Here is a passage from Dragon Tattoo:
[Lisbeth] needed a fast, modern machine. Unsurprisingly she set her sights on the best available alternative: the new Apple PowerBook G4/1.0 GHz in an aluminum case with a PowerPC 7451 processor with an AltiVec Velocity Engine, 960 MB RAM and a 60 GB hard drive. It had BlueTooth and built-in CD and DVD burners. Best of all, it had the first 17-inch screen in the laptop world with NVIDIA graphics and a resolution of 1440 x 900 pixels, which shook the PC advocates and outranked everything else on the market. In terms of hardware, it was the Rolls-Royce of portable computers, but what really triggered Salander’s need to have it was the simple feature that the keyboard was equipped with backlighting, so that she could see the letters even if it was pitch dark. So simple. Why had no-one thought of that before? It was love at first sight.

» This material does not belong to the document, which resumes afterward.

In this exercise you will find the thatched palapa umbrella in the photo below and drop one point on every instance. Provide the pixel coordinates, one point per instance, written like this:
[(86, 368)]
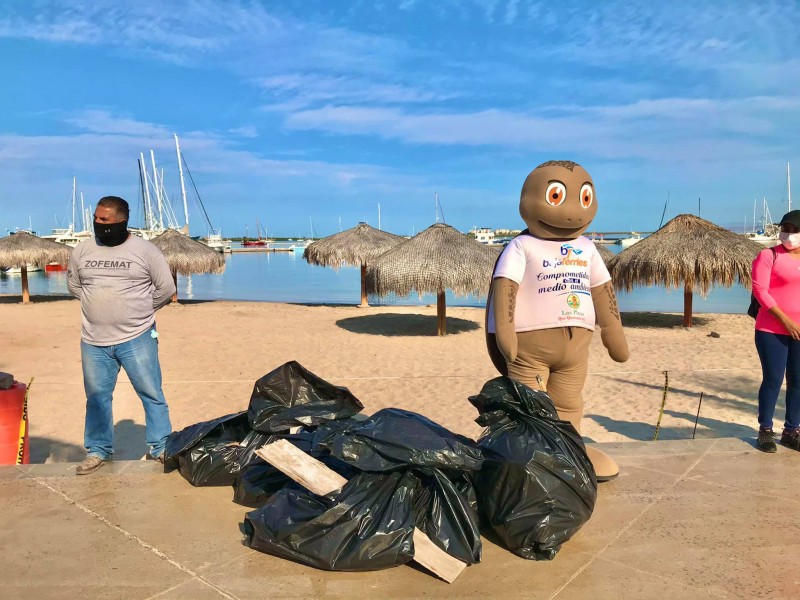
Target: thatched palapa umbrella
[(687, 252), (22, 249), (436, 259), (355, 247), (186, 256)]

This isn’t observation; it’s a shopping list. Anyone reading this could have found a more creative way to talk about this material. There’s no sense that the author wants to do anything but give us information, or any sense that he knows how to do much more than that. The detail about the illuminated keyboard, for instance, could have been turned into a great punchline (think of what Kinky Friedman or even Andrew Vachss would have done with a detail like that), but it just sits there. Heck, in David Seltzer’s The Omen, not exactly high literature, there was a line about a zoom lens that could film “two flies mating on the moon”, a line that had me grinning through to the bottom of the page.
Prose this airless makes the job of reading Tattoo about as fun as chewing straw. (I am not going to get into the possibility that the book was mangled in translation; I can only work with what I have, sorry.) So why, when the book was so bland, did the original movie (I have yet to see David Fincher’s remake) turn out to be that much more engaging?
When you make a movie of any book, you are presented with any number of decisions about what to keep and what to throw out. That said, you have almost no choice but to throw out the very words the book is written in, with some exceptions; e.g., Fight Club’s voice-over narration (the most basic way to do it, and in that case the most direct and effective).
With Dragon Tattoo, the juiceless prose was replaced with darkly attractive photography, and the blunt, stripped-down dialogue works far better on the screen than it did on the page. Especially when that dialogue was, again, surrounded by prose that was equally bare, and not always by design. Georges Simenon, another author of thrillers fueled by guilt and sin, never wasted a word in his novels. The effect was magnetic, not interminable. Go read The Widow or The Engagement (the latter made into the remarkable film Monsieur Hire) and see how he made one word do the work of twenty, or two hundred.
Movies work best when we are presented with character in the form of action and setting, rather than description or internal rumination. You can take pages on end to describe a town in Belgium, or you can show it in a minute’s worth of well-chosen coverage. Even those two things do not map to each other: a description is not the same as a depiction.
It’s even harder to show someone struggling with the consequences of a bad decision, unless you have them blather it out to another character, or have them mutter about it on the soundtrack as a voice-over … or unless you just show your actor’s face expressing a distilled form of the emotion and be done with it. Or unless you embody all that in the action they take over the next several scenes, which is the best way to do it in my opinion.
All of those choices are compromises, and that’s probably why you can make a good film from a not-very-good book: you don’t have to make as many choices like that, because they’ve already been made for you. You are left with a base upon which you can build back up, and a talented filmmaker can use even the most rudimentary material for a great film. Case in point: Au hasard Balthazar, which is a great movie about a … donkey.